The Registrar objected to Creative Resources' application under sections 11(1)(b) and 11(1)(c) of the Trade Marks Ordinance (Cap. 559) ("Ordinance") on the basis that the word "naked" designated a characteristic of the product i.e. condoms and so was insufficiently distinctive itself to function as a trade mark.
The Registrar considered the word "naked" as conveying a direct and immediate message that the condoms would make the users feel naked or nearly as if the condoms are not even there and thus, the mark was a sign that consisted exclusively of a word which might serve to describe and designate the characteristics of the goods. The Registrar also conceived that consumers would perceive the subject mark as a description of condoms, rather than an identification of condoms belonging to any particular proprietor (i.e. Creative Resources). The mark was therefore considered to be not distinctive enough to be registered as a trade mark in Hong Kong.
Court Of First Instance's Ruling
In the appeal, Creative Resources argued that the Registrar has wrongly treated a user's feeling or sensation on using a condom as equivalent to a condom's characteristic. It sought to distinguish a term that directly describes the characteristic of a product and a term that merely indirectly suggests such characteristic.
Creative Resources also argued that the Registrar had attached too much weight to the 3 internet search hits which were generated by non-Hong Kong based entitles and too little weight on the fact that the proposed mark had been accepted in the European Community.
In its decision based on the 1st argument above, the Court of First Instance adopted the practical and non-exhaustive guidelines in the European case of P OHIM [Office for Harmonization in the Internal Market] v. WM Wrigley Jr. Company (DOUBLEMINT) to assess whether a term was descriptive or suggestive of an attribute. The considerations on a sliding scale are :-
- The way in which a term relates to the product or one of its characteristics. The more imaginative and subjective the relationship is, the more acceptable the term will be for registration;
- The way in which a term is perceived.
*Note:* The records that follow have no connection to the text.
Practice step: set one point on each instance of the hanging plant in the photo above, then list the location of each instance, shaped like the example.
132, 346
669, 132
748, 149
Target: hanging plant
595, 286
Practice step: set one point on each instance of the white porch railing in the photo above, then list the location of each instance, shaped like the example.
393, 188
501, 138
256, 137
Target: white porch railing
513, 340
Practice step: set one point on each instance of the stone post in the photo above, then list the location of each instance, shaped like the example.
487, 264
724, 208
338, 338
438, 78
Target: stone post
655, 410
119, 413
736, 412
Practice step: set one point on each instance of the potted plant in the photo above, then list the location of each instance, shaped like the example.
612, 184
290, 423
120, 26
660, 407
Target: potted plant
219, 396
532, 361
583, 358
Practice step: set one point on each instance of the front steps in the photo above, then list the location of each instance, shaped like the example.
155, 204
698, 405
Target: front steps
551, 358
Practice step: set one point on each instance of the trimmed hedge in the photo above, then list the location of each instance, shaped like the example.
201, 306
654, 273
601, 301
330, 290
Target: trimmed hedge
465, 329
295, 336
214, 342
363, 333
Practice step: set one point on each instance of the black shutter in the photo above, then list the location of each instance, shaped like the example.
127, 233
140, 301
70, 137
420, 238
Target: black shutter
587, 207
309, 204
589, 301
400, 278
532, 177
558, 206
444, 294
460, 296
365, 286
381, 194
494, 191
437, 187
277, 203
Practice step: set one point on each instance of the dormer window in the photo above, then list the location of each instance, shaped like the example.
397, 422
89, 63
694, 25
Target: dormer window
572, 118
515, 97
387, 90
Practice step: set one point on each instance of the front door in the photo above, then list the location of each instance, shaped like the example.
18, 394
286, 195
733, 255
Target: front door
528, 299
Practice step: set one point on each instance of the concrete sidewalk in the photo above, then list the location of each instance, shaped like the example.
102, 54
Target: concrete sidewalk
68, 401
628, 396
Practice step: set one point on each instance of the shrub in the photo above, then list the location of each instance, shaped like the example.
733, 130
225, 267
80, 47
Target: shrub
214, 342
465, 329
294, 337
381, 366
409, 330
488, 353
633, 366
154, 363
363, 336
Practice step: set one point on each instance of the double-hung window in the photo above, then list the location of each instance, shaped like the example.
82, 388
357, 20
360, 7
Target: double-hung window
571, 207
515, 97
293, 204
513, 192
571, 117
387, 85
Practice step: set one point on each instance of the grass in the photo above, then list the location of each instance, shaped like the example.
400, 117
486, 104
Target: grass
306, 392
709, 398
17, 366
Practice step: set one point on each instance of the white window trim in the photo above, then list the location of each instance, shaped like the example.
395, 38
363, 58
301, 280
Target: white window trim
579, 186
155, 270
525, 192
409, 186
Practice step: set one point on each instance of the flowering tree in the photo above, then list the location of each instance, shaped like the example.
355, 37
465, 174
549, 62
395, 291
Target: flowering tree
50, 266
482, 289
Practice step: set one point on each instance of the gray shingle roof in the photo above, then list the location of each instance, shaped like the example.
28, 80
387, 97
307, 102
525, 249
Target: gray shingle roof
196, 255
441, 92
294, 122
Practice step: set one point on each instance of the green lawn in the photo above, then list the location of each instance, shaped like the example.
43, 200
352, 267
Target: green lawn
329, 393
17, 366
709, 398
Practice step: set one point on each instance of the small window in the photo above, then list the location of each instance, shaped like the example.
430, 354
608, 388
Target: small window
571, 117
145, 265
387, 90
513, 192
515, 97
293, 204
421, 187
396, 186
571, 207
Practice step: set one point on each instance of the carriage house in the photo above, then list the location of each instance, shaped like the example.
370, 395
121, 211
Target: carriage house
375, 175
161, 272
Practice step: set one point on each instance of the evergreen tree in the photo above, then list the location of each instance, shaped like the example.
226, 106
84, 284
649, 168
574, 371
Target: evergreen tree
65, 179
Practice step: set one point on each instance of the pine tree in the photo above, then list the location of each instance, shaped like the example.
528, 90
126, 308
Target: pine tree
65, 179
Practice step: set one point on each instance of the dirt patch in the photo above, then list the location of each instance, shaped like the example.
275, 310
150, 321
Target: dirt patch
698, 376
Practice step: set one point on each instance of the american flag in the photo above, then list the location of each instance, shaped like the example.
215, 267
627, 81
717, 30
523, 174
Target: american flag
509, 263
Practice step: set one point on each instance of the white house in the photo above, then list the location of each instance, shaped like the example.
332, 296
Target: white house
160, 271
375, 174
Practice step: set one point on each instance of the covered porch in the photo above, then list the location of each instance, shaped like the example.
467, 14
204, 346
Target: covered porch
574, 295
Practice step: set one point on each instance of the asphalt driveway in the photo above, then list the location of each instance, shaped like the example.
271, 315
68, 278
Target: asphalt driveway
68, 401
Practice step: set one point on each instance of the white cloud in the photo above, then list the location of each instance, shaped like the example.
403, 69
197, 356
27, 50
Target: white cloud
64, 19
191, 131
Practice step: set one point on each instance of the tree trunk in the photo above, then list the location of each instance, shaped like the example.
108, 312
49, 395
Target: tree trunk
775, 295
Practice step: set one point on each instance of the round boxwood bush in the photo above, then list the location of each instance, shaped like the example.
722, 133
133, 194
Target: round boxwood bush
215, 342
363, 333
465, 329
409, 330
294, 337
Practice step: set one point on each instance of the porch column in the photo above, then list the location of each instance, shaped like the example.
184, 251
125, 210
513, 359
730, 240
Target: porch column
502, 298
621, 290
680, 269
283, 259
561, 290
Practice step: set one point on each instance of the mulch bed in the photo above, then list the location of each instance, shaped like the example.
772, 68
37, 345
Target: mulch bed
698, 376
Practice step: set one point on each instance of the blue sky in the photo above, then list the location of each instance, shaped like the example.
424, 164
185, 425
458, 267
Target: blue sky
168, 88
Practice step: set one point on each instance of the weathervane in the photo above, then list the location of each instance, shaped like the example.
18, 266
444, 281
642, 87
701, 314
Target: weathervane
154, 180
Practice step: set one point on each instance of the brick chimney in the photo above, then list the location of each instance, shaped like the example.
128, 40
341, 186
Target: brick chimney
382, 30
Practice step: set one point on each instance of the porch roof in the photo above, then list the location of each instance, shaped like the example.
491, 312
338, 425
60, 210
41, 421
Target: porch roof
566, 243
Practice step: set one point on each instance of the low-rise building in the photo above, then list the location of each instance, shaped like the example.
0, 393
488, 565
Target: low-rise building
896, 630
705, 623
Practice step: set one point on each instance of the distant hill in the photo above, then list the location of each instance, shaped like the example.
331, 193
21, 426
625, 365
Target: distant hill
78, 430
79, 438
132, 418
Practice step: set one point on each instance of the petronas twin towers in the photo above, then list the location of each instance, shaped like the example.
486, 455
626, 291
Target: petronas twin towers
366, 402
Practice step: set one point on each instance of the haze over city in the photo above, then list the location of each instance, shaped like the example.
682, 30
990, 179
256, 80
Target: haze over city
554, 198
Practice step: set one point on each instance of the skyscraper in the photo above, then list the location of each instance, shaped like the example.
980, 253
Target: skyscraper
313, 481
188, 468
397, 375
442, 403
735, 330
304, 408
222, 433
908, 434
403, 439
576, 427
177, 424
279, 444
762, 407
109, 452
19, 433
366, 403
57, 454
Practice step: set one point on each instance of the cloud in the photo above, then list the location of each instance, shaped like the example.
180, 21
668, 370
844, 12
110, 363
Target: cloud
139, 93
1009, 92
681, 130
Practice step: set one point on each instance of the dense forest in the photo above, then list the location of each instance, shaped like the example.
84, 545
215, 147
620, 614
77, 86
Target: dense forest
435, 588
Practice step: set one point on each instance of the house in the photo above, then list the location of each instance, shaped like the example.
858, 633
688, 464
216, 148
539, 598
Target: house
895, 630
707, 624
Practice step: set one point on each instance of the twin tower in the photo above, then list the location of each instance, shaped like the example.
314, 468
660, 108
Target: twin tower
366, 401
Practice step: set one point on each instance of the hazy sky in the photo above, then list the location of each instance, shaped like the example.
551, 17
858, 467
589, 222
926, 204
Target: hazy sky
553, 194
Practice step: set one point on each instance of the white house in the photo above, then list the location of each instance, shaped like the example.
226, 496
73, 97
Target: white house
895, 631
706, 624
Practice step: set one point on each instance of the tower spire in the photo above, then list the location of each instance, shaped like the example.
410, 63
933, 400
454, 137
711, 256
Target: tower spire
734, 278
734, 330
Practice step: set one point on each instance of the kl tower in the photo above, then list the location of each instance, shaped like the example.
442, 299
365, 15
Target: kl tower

The more ordinary, definite and down-to-earth a term is, the more readily a consumer will apprehend any designation of a characteristic and the least likely the term will qualify for registration; and
- The significance of the characteristics in relation to the product, in particular in the consumer's mind. Where the characteristic designated is essential to the product, or is of a particular importance in a consumer's choice, then the least likely the term will qualify for registration.
Based on the above, the Honourable Reyes J disagreed with the Registrar's view that the word "NAKED" was descriptive of condoms. It was decided that the term "NAKED" bears no direct objective relation to a condom and the adjective "naked" would not conventionally be used to modify the word "condom". Also, the link between "nakedness" and the characteristics of a condom is not immediately discernible and the word suggests different attributes to different persons, depending on the sensibility of their imaginations.
The Judge further held that the term is unlikely to evoke a specific bundle of attributes in the minds of consumers, but is likely to connote different things to different people. The mark "NAKED" is capable of identifying the products of a particular undertaking in the mind of a given person and is capable of bearing a distinctive character. Hence, registration of the proposed mark "NAKED" would not contravene sections 11(1)(b) and 11(1)(c) of the Ordinance.
However, it should be noted that the Registrar disagreed with the Court of First Instance and has filed an appeal against the decision.